W. Tyler Mehler

I became an avid fisherman at a young age (although never a good one) and liked to find and/or catch the different organisms that were associated with each ecosystem, whether it be invertebrates, frogs, and or fish.

W. Tyler Mehler is investigating the suitability of using fish embryos to assess the toxicity of aquatic environments.

Having grown up in the rural areas of Illinois in the United States, I have always been fond of the outdoors and the environment. It was pretty early on that I realised I wanted to work in this setting. Additionally, I became an avid fisherman at a young age (although never a good one) and liked to find and/or catch the different organisms that were associated with each ecosystem, whether it be invertebrates, frogs, and or fish. It wasn't until college that I realised that I could make a profession out of my interests in the field of aquatic toxicology, to study how we as a society can impact these ecosystems.
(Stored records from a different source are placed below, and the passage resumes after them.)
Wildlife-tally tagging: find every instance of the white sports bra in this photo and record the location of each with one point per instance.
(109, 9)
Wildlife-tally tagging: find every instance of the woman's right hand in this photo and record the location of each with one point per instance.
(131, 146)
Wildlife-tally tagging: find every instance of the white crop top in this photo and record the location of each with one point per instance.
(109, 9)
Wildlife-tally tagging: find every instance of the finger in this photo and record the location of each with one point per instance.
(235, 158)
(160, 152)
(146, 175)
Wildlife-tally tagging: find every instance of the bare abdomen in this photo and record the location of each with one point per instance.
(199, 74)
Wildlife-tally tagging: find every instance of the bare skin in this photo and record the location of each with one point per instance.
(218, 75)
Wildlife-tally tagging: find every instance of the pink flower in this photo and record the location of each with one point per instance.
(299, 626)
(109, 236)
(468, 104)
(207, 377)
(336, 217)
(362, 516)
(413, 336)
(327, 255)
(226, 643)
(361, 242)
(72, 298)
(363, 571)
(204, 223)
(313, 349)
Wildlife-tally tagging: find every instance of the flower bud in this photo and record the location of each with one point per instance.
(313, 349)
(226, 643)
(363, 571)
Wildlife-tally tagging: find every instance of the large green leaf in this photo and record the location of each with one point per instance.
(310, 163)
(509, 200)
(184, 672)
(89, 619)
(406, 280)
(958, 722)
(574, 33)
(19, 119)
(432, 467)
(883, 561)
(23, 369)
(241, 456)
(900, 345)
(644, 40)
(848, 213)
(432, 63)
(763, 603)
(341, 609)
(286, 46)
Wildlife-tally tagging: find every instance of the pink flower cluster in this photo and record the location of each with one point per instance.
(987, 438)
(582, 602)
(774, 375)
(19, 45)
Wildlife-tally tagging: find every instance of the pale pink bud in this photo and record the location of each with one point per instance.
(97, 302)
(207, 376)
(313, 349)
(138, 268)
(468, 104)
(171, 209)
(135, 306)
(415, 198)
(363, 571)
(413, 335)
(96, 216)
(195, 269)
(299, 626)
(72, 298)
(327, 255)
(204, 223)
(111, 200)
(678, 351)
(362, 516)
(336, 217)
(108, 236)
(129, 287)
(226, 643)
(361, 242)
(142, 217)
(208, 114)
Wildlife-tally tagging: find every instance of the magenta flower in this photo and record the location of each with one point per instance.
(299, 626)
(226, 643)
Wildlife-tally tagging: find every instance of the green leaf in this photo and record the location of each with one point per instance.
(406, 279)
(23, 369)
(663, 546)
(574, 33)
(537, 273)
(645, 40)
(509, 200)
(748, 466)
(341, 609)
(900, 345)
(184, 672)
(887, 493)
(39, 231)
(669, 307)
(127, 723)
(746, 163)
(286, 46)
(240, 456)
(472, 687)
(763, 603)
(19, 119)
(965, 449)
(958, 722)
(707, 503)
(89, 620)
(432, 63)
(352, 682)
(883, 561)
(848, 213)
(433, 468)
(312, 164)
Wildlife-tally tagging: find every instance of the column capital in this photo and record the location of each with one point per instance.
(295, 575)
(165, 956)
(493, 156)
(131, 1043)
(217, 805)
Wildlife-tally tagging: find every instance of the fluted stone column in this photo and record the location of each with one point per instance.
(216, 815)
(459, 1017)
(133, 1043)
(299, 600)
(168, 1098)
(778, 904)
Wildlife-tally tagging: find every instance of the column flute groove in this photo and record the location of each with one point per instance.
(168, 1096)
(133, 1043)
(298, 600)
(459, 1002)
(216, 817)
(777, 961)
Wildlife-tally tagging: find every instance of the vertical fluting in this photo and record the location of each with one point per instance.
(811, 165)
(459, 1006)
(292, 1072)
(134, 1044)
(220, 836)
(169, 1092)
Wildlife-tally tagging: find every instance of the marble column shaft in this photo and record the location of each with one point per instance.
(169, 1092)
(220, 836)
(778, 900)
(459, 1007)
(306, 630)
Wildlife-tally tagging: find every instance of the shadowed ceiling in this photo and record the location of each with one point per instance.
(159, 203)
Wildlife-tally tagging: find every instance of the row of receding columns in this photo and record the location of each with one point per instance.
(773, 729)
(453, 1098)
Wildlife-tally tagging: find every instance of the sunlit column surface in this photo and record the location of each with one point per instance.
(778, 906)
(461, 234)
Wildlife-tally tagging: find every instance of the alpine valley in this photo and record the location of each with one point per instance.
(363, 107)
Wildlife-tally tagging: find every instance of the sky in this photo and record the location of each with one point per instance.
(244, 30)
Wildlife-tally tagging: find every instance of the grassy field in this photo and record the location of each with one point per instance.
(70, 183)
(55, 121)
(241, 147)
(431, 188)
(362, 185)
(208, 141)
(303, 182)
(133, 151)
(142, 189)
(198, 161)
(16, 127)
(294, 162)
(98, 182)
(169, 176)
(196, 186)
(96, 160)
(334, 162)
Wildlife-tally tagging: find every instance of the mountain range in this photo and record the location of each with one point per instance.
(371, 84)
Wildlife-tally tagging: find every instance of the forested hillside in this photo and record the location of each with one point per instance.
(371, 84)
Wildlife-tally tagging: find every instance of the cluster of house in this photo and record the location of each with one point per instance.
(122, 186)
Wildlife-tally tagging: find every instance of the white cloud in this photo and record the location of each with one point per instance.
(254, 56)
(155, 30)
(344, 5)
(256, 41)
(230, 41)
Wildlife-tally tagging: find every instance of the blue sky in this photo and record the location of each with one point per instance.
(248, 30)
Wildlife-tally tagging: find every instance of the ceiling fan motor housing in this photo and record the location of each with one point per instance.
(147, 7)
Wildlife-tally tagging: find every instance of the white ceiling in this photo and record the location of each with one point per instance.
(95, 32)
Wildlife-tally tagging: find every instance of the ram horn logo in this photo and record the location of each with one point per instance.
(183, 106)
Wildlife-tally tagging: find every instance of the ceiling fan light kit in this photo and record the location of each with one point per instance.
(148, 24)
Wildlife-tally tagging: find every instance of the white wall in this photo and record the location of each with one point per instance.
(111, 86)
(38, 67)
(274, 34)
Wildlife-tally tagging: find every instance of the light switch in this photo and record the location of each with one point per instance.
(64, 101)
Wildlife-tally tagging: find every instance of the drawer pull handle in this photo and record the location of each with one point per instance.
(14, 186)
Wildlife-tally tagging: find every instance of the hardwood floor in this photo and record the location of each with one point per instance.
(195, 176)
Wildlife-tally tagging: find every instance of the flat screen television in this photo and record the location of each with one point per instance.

In the past my research has utilised species that have been worked in the past (two invertebrate species), but being awarded the Jasper Loftus-Hills Award will allow me to investigate a very promising vertebrate species which not has been worked with in this capacity; fish embryos. The use of native fish embryos in Toxicity Identification Values would be beneficial for many reasons including: higher degree sensitivity, quicker results, use of a vertebrate species, and more appeal to the public.

Recently, I went to China to visit with three institutions to discuss my research as well as possible collaborations. It was a great experience, one in which I learned not only about my field of science, but also about culture and work/life balance. I believe this trip benefited me not only professionally, but also personally.

From my experience, the student/professor relationship can be one that is not as much supervisory (unless it needs to be), but rather one where you work together as colleagues. I think is very valuable to the student and encourages them to be more forward without as much pressure.